Shame
Sometimes seeing the best in a creature is impossible. Sometimes giving a creature a second chance is impossible. When those times come, I turn my head, run and never look back. Many worlds have been destroyed because I ran away, but I am not ashamed of my actions. There are times when a planet, or even just a person, needs to learn a lesson.
I saw what happened those five days. I saw the selfishness, the sacrifices made for that selfishness. I knew they always had that capacity. When faced with the end, they find a way to survive no matter the sacrifice. To deal with the sacrifice, they rationalize. They comfort themselves with words, making themselves out to be the victims, the heroes, the fooled. Never the villain though. They never want to admit to being the villain.
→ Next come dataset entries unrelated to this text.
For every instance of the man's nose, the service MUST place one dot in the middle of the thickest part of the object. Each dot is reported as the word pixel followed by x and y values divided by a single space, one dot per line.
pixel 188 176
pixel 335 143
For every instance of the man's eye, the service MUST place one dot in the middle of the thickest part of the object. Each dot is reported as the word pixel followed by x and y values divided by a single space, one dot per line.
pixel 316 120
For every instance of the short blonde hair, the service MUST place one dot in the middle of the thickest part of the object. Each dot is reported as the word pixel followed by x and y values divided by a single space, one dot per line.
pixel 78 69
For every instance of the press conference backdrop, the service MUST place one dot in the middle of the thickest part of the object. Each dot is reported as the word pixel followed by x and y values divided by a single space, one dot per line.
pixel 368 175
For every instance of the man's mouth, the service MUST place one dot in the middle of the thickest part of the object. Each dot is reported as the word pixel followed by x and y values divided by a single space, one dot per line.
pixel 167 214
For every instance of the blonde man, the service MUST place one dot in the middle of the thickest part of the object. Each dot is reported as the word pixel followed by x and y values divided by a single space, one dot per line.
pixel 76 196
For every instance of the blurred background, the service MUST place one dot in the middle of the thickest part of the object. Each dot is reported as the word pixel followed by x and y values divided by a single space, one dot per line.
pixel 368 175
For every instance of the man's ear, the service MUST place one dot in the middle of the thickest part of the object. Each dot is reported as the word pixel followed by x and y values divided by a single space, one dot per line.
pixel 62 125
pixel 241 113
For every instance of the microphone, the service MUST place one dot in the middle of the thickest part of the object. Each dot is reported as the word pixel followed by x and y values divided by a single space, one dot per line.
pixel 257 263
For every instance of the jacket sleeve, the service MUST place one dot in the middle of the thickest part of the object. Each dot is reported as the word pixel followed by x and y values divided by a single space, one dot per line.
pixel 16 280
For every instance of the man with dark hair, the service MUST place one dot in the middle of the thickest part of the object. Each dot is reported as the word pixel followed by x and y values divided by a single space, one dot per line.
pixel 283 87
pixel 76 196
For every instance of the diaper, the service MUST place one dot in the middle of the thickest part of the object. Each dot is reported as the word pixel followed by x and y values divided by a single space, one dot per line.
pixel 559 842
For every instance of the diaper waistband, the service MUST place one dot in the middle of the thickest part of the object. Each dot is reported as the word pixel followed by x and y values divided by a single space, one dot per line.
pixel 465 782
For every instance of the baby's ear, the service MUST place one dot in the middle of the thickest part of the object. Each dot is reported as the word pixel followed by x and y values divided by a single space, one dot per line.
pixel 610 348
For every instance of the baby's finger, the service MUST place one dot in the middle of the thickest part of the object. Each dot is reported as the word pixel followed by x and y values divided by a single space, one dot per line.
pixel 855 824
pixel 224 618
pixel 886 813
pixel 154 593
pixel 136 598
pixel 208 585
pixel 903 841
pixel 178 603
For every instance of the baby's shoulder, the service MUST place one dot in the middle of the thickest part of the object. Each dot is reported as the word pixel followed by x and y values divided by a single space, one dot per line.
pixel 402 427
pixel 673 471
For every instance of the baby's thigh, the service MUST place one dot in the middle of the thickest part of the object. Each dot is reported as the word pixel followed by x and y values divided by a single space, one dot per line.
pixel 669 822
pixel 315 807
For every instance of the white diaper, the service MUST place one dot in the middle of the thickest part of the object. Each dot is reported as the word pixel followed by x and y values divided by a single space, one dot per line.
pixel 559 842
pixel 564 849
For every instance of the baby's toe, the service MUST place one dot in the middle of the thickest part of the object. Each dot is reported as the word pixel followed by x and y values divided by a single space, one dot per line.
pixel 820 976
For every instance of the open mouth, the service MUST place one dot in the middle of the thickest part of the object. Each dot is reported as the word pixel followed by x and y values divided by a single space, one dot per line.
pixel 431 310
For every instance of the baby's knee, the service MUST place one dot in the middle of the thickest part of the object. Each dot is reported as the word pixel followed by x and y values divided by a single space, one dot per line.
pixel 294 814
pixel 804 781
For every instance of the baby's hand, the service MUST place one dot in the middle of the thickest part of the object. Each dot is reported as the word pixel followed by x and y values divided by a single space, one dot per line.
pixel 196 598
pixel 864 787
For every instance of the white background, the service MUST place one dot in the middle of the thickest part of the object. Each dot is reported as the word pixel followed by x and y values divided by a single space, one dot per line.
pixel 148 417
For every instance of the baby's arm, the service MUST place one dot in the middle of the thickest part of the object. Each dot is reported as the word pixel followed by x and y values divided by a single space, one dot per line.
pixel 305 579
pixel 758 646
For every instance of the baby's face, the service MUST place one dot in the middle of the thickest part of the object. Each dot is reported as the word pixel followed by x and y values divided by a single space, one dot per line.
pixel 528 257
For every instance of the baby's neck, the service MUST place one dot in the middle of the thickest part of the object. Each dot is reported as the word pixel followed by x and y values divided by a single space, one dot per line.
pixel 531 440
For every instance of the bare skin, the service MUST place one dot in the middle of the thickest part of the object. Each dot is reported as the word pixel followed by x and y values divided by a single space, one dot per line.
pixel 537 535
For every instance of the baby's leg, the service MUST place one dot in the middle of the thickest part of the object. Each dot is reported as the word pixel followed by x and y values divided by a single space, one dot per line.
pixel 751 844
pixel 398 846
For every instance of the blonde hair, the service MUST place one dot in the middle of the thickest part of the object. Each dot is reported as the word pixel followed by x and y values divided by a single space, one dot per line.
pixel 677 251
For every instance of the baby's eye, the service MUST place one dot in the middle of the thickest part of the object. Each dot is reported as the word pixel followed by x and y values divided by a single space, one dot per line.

Seeing them make such selfish sacrifices and decisions, I have no choice but to run. The choices they make, the things they do, those actions don't deserve a second chance. Those actions are truly horrible, the actions and choices made by monsters.
I don't want to believe them monsters. I have seen so much greatness in them. Seeing their dark side, I'd be left with no choice but to destroy. Second chance or not, the greatness they have would not be overcome by the darkness.
There are times when this darkness is most prominent. Through the years, these times have gotten more and more common. My answer hasn't changed though. When I see those times coming, I turn my head away from the Earth with shame.